2011-07-25

aumdadaGospel14: an early ending

The end of summer is not the beginning of the fall. It’s the return of books, pencils and paper, and back to school. That was always the Wednesday after Labor Day, so we would most often leave the lake on the Tuesday in-between, although most everyone else left the afternoon of the holiday. All the docks and rafts and boats would be pulled in to the shore, leaving the lake in its wilderness condition of nothing but a smooth blank mirror.

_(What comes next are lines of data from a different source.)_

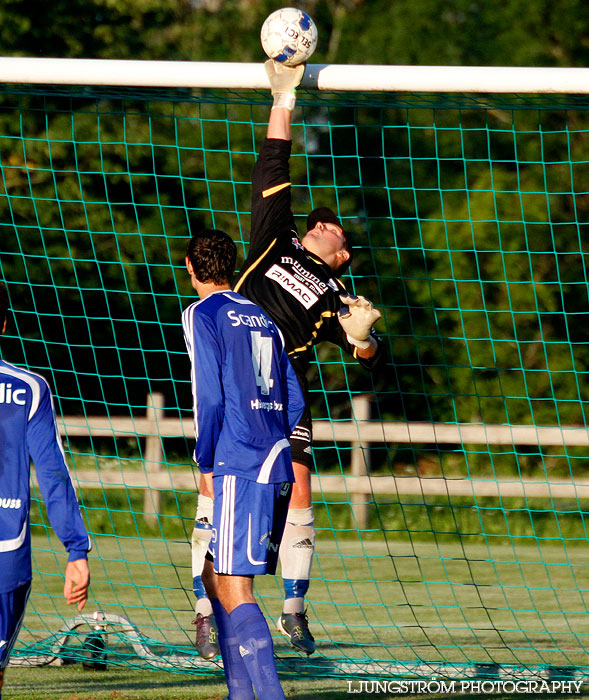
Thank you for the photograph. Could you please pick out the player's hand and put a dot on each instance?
(357, 318)
(283, 79)
(77, 581)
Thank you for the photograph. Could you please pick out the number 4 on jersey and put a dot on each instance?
(262, 361)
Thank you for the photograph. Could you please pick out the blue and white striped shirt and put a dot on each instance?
(28, 430)
(246, 397)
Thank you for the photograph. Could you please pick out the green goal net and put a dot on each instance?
(451, 492)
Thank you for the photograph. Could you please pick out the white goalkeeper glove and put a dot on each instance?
(357, 319)
(284, 80)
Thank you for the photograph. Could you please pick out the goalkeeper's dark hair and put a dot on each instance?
(4, 304)
(212, 254)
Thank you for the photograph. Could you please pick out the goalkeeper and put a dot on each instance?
(297, 284)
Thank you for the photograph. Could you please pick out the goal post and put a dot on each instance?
(451, 491)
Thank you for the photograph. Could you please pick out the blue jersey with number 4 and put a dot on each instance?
(28, 430)
(246, 397)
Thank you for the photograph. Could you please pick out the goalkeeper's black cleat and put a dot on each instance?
(206, 636)
(295, 626)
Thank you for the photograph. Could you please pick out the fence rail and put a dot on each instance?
(360, 432)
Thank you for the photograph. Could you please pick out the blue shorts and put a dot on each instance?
(12, 613)
(248, 522)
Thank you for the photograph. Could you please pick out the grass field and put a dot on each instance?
(458, 603)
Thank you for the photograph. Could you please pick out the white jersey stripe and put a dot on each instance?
(226, 527)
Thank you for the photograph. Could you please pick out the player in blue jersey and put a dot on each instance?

The Francis family summered on the lot next to my Uncle Charley’s. Actually it was the lot one over from his; there was an empty lot of trees between the two, right across the picture window of our cottage (today there’s a large all-season house sitting there). My father would sit at the table in front of the window and stare through those trees almost every evening he was there, ruminating on the life spans of the congregating moths at the light shining from the table-lamp.

There were nine children in the Francis family, although there were only eight on this particular summer. The oldest had been killed in Viet Nam the previous spring. They had been slow to arrive that summer, but they finally did almost en masse for the Fourth of July, and kept more to themselves than usual, breaking camp early the Sunday of Labor Day weekend.

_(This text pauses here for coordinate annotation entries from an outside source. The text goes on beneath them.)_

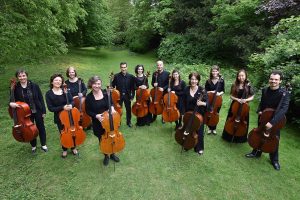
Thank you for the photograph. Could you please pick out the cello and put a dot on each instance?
(263, 139)
(23, 130)
(140, 107)
(115, 95)
(79, 102)
(170, 111)
(187, 135)
(237, 124)
(156, 104)
(72, 135)
(112, 141)
(211, 116)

By Monday late afternoon, everyone else had disappeared but Paula and myself. We walked down to the Francis waterfront and sat on the blue raft now pulled on to the shore. The matching blue docks were stacked behind it. Wooden shutters had been nailed to the windows of the blue cottage. The beach was clean of toys and blue Adirondack chairs. We stared out at the lake and discussed the events of that summer. Jane and I had finally become a thing after two years of flirting with the possibility, but had broken it off after less than two passionate months. Paula had started up something with George and wondered what it was and where in the world it was going.

“He seems serious about us,” she was saying, “but he doesn’t want to have anything to do with anyone else. It’s kind of intense.” She was now matching his intensity with her own natural obsessive nature.

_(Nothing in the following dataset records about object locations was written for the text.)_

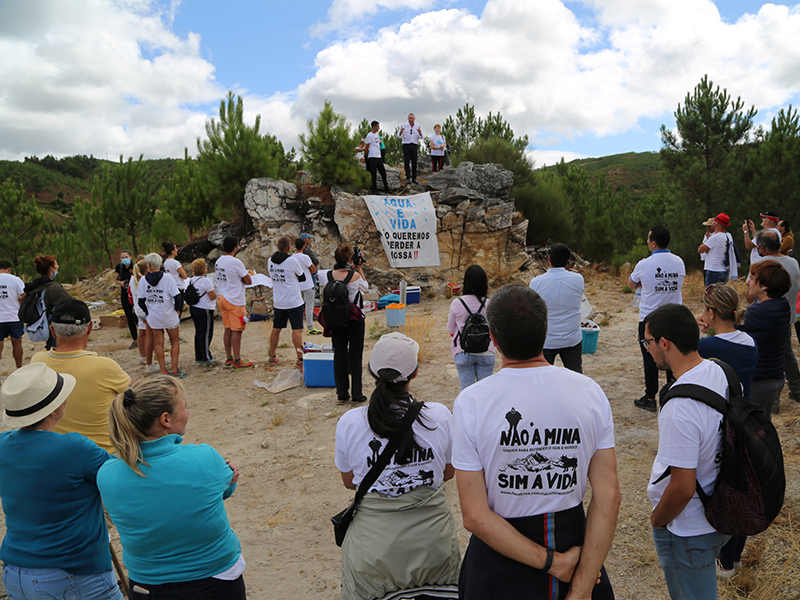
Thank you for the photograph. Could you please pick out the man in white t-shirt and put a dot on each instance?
(287, 301)
(231, 277)
(526, 441)
(718, 248)
(563, 292)
(307, 285)
(660, 276)
(374, 159)
(11, 292)
(689, 445)
(769, 222)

“Yeah,” I agreed. “I don’t think I even saw him the entire month of August.” Even after Jane and I had broken it off, we had returned to flirting again with the possibility, so the last couple of weeks of the month had been back and forth ones of dueling obsessions, away, looking for another, and near, longing for the same old same. I really didn’t have a chance to miss George at all.

“I know,” she replied. “We weren’t separated at all this last month. I hardly saw any of you guys either.” I said nothing more but it had occurred to me as well the George and Joey rift had finally cracked us apart.

We continued to look out at the water. Ah, the summer was over. “It’s never going to be the same,” the lake reflected my own sad silent voice back to me.